A ce propos, rapporte-t-il, le ministre de l’Intérieur a déclaré ceci : ‘’Il y aura vraisemblablement des difficultés’’. ‘’Nous l’avons enregistré et avons essayé de savoir les raisons pour lesquelles ces cartes ne pourront pas être éditées’’. La messe est dite. Il faut noter que le président de la Cena a lâché le morceau avec beaucoup de peine, beaucoup d’hésitation.

Il convient aussi de noter que le président de la Cena, suite au huis clos avec le ministre a été on ne peut plus clément. Sur bien des questions, il tente tant bien que mal de défendre les services d’Abdoulaye Daouda Diallo. Ainsi en est-il par rapport à l’interpellation des deux jeunes en possession des cartes d’électeurs. Il répond de manière très ambigüe : ‘’l’enquête est en cours. Les autorités en charge de cette question ont répondu. Le Sous-préfet s’est expliqué… Maintenant qu’est-ce qu’on peut y faire ?… Peut-être pourrions-nous, à l’avenir souhaiter que les cartes soient remises entre les mains sécurisées, mieux sécurisées. Est-ce que les conditions définies par la loi ont été respectées, je ne peux rien vous dire à ce sujet. Seule l’enquête nous édifiera’’.
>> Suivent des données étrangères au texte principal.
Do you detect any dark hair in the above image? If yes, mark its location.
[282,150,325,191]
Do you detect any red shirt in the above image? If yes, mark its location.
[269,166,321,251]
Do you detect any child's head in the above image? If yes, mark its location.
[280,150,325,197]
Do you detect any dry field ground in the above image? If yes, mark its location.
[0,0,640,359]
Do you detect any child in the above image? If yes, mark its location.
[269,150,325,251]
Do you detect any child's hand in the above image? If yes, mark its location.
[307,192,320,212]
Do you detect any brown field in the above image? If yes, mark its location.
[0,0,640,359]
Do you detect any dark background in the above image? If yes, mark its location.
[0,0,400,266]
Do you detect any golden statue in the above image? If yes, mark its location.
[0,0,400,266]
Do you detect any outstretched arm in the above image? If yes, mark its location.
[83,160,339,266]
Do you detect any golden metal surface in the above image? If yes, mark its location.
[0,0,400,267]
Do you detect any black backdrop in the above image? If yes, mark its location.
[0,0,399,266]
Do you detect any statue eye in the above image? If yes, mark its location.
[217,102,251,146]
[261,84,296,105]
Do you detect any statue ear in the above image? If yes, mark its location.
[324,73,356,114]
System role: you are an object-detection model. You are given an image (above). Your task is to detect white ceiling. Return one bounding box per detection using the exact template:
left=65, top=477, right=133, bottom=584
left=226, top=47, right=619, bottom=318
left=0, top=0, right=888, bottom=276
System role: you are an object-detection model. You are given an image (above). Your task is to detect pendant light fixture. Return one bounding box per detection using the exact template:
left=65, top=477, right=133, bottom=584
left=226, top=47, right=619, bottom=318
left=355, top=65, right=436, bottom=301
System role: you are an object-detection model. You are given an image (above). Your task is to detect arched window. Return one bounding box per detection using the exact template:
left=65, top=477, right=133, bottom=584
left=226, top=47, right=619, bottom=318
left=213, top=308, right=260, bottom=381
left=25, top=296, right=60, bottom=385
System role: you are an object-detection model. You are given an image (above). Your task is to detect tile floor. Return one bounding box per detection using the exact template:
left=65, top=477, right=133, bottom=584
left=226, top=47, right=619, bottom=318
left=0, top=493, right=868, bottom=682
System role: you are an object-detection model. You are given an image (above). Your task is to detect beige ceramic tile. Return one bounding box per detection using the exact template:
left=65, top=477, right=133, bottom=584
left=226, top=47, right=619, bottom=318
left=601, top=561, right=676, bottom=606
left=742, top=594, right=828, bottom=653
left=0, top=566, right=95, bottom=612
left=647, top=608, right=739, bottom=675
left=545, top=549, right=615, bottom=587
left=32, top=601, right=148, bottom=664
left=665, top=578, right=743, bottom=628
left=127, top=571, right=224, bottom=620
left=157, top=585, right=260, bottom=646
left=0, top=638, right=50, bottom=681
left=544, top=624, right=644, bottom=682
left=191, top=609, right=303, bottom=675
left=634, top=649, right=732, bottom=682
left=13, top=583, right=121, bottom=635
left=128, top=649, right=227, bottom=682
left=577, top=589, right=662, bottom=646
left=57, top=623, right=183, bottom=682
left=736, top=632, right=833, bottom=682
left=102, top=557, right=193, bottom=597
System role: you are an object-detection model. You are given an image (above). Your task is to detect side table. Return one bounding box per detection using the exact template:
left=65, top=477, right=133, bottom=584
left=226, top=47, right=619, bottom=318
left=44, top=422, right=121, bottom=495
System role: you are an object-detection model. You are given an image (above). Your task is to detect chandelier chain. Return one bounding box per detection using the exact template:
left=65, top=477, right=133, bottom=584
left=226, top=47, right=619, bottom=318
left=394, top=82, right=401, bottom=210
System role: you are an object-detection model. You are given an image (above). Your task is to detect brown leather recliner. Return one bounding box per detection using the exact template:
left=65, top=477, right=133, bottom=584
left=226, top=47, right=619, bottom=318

Doudou Ndir concède par ailleurs que ‘’les difficultés dans la distribution des cartes sont liées à un problème de tri. Les agents dédiés à cette tâche n’étaient pas très qualifié pour le faire. C’est un constat réel. Les agents de la DAF l’ont reconnu’’. Interrogé sur les solutions à mettre en œuvre pour résoudre ces difficultés, il déclare : ‘’Le ministre a dit qu’il y a des choses qui sont en l’air. Peut-être à la sortie de cette salle, peut-être demain, j’en serais plus informé. Mais le ministre a affirmé que sa volonté est de faire de sorte que tous les Sénégalais qui ont une carte puissent voter, que tous ceux qui sont inscrits puissent également voter.

Les conditions pour les matérialiser tout le monde y réfléchit. Il a annoncé une piste. Je ne peux vous en dire plus. Il a exprimé sa volonté. Toutes les parties prenantes vont y réfléchir’’. Sur l’éventualité de voter avec les anciennes cartes ou des permis de conduire, Doudou Ndir, un peu embarrassé, réplique : ‘’C’est une information que vous venez de me livrer. Comme vous l’avez dit ça circule moi je ne l’ai pas encore reçue. Peut-être c’est ce à quoi faisait allusion le ministre j’en sais rien. Parce que je suis confiné dans cette salle de conférence depuis ce matin. Peut-être en sortant d’ici je pourrais jeter un coup d’œil sur mon ipad et avoir le même niveau d’information que vous’’.